Well, that was no problem. From the moment I stepped on the train in NYC, I was surrounded by women who felt the same way. Women who want a future like the one I want for my daughter -where abortion is forever legal, immigrants are welcome and affordable healthcare is available for all. In my eyes, there was at least a million people who agree with me in a fierce, powerful way. There was a sea of pussy hats and posters that that said everything from “#Resist” to “Women’s rights are human’s rights” to “This is what democracy looks like”. Seeing these signs, hearing people yell – it just all felt so right.

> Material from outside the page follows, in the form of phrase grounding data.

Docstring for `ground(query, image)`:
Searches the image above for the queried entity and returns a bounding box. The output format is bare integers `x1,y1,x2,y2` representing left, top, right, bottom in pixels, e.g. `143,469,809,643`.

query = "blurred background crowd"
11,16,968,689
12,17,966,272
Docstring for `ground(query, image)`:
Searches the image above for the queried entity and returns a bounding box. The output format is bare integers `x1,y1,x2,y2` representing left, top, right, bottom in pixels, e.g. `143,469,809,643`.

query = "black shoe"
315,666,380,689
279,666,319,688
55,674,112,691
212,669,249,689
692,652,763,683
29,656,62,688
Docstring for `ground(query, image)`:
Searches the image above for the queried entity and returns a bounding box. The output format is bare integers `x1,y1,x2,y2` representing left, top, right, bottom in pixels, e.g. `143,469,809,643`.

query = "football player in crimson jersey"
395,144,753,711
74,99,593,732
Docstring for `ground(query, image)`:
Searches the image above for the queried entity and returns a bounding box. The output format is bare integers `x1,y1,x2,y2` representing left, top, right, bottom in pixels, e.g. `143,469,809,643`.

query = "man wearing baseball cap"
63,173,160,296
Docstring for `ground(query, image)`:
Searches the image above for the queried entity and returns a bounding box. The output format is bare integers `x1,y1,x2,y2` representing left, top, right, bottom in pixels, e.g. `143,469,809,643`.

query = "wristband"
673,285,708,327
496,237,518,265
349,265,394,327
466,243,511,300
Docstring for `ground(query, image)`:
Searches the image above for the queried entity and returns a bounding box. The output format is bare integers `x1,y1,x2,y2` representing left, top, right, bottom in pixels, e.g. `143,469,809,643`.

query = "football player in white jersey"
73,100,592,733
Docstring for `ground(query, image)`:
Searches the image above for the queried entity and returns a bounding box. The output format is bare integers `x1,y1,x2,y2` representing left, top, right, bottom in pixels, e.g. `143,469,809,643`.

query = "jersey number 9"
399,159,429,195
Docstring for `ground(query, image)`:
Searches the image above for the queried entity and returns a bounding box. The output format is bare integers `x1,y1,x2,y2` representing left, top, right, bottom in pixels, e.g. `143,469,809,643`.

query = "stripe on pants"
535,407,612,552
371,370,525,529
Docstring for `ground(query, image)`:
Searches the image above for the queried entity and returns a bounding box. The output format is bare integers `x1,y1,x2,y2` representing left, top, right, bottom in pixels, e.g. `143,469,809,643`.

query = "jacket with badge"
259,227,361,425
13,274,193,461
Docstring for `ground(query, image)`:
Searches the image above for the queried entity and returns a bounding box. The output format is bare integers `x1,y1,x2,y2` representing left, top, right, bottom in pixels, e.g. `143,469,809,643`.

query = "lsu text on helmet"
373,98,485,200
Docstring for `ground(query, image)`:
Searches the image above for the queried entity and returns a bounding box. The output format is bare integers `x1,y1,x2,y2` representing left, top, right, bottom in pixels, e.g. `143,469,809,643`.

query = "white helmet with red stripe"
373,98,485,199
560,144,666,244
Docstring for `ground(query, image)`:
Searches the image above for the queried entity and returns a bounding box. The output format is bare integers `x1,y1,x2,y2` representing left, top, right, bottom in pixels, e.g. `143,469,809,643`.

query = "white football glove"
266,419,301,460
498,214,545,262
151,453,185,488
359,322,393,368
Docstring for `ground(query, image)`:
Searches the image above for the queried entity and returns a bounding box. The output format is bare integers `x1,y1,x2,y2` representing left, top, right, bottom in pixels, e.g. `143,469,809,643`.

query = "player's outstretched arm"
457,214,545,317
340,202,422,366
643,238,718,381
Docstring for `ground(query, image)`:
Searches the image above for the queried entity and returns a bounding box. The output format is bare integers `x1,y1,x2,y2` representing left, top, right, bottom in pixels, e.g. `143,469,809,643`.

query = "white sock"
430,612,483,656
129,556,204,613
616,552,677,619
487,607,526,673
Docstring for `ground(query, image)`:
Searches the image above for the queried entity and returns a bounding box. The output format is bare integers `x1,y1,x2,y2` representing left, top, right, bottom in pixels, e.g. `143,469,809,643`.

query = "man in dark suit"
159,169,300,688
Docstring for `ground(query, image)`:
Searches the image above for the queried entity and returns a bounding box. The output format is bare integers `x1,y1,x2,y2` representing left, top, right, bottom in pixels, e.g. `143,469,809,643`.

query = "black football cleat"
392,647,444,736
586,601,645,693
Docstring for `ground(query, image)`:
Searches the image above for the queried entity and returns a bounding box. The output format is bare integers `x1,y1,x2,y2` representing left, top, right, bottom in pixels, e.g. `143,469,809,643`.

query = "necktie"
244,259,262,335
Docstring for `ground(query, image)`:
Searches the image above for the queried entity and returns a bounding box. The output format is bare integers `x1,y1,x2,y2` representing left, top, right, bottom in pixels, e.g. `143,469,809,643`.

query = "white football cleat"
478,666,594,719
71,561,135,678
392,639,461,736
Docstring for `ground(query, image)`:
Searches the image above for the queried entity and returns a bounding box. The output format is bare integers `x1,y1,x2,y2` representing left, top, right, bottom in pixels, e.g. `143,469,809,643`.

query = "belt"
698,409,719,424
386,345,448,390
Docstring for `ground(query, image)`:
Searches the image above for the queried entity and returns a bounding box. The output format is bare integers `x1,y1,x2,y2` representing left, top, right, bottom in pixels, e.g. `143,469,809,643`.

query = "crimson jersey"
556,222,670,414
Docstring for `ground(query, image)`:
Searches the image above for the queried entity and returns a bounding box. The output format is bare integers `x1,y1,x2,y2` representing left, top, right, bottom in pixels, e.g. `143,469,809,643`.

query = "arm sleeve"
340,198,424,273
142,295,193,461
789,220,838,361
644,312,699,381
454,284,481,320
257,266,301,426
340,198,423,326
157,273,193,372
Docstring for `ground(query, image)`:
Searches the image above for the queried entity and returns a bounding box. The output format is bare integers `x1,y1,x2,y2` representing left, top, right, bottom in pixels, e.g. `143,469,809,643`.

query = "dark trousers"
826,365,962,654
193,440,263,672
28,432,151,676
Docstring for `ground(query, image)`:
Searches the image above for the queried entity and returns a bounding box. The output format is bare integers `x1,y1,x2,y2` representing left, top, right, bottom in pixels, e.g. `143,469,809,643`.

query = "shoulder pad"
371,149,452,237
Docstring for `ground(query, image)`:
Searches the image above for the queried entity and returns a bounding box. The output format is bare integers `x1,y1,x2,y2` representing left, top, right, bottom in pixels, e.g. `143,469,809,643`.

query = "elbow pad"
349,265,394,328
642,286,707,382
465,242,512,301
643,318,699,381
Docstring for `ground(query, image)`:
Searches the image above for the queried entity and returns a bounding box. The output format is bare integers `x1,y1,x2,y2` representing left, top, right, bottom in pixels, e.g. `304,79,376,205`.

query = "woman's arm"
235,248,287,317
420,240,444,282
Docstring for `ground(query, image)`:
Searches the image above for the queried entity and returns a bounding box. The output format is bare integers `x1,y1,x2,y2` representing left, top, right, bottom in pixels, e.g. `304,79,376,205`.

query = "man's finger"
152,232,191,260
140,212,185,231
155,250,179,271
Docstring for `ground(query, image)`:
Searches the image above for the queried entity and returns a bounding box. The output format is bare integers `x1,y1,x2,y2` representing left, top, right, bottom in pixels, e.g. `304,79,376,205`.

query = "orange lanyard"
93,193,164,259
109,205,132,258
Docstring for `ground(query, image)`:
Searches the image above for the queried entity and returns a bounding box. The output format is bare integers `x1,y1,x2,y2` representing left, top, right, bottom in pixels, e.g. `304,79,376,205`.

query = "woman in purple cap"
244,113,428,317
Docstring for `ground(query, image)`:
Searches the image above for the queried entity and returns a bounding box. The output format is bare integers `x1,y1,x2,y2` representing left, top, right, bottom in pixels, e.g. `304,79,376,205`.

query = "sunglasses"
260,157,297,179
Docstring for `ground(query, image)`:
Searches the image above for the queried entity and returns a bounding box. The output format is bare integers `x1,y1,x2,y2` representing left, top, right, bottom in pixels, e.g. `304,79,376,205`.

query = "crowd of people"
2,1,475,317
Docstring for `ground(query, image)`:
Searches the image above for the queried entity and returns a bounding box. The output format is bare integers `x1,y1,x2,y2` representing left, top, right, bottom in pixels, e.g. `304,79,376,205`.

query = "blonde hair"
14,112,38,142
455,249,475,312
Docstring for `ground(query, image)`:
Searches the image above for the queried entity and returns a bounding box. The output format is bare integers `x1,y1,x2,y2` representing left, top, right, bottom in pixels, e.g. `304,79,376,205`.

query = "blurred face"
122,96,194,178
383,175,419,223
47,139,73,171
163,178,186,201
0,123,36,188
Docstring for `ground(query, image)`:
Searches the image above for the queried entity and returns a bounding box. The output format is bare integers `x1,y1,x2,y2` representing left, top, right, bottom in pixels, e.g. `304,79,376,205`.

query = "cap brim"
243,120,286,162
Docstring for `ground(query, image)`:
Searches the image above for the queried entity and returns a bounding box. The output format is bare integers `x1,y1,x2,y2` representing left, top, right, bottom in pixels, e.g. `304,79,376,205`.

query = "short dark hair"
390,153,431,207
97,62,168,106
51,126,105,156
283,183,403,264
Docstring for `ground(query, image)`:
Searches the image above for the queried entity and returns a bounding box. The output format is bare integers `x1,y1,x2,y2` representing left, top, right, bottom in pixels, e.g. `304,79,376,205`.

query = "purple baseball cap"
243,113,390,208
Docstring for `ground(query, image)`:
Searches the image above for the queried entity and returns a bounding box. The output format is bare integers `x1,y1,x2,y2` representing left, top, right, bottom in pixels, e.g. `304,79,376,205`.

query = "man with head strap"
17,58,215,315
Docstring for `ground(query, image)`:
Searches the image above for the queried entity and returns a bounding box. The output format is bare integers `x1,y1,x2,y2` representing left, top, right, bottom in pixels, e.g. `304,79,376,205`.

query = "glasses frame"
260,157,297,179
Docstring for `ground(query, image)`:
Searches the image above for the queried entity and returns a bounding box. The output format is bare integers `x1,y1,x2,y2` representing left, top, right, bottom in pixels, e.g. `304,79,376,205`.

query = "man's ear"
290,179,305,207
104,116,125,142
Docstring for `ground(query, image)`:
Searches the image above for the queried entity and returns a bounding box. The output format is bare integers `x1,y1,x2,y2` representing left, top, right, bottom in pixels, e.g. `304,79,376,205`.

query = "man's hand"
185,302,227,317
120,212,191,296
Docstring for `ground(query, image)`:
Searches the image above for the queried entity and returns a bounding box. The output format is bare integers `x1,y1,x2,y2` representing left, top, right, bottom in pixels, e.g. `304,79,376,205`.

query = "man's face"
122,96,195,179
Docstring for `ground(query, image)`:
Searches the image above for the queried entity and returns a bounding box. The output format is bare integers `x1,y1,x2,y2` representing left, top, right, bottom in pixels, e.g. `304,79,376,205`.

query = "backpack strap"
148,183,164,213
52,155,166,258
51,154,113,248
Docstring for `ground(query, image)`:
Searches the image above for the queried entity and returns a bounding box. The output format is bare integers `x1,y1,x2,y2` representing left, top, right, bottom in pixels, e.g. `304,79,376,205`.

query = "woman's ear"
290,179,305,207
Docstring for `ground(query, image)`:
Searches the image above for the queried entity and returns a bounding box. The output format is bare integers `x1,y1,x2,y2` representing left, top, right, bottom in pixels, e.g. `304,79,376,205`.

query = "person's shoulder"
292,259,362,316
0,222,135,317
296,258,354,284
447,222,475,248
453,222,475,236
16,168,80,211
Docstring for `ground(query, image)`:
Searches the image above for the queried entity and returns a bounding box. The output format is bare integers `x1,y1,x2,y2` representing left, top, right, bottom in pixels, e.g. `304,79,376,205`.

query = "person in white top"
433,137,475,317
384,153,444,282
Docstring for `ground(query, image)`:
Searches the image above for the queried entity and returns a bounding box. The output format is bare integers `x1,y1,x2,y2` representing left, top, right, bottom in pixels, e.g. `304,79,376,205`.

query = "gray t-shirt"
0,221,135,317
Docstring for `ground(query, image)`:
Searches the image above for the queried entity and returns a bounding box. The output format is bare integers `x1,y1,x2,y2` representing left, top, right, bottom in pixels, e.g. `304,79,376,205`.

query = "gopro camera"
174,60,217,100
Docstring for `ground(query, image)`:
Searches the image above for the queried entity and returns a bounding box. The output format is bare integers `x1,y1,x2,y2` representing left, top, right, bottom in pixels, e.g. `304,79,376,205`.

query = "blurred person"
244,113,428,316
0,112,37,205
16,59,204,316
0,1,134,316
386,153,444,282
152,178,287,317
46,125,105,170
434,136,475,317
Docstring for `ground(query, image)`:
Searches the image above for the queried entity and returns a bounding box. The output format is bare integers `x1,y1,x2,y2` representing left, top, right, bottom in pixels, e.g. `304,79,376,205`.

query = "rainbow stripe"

Naturally, like with most rushes of emotion, I hit a wall when I got home. All this negativity came out about the rally and march. It was too white; it was run by Bernie-ites; its founder met with the head of Hamas the day before the march. I felt a bit swindled for a minute.

But then I remembered what I experienced. What my daughter experienced. What we saw. What we heard. And I knew that the march was what I needed to get over the hump and move on. We have no time to sit still right now. It’s time to stand up for our rights, for the lives of our children. Everything is at stake.

The march was everything and no one can tell me otherwise.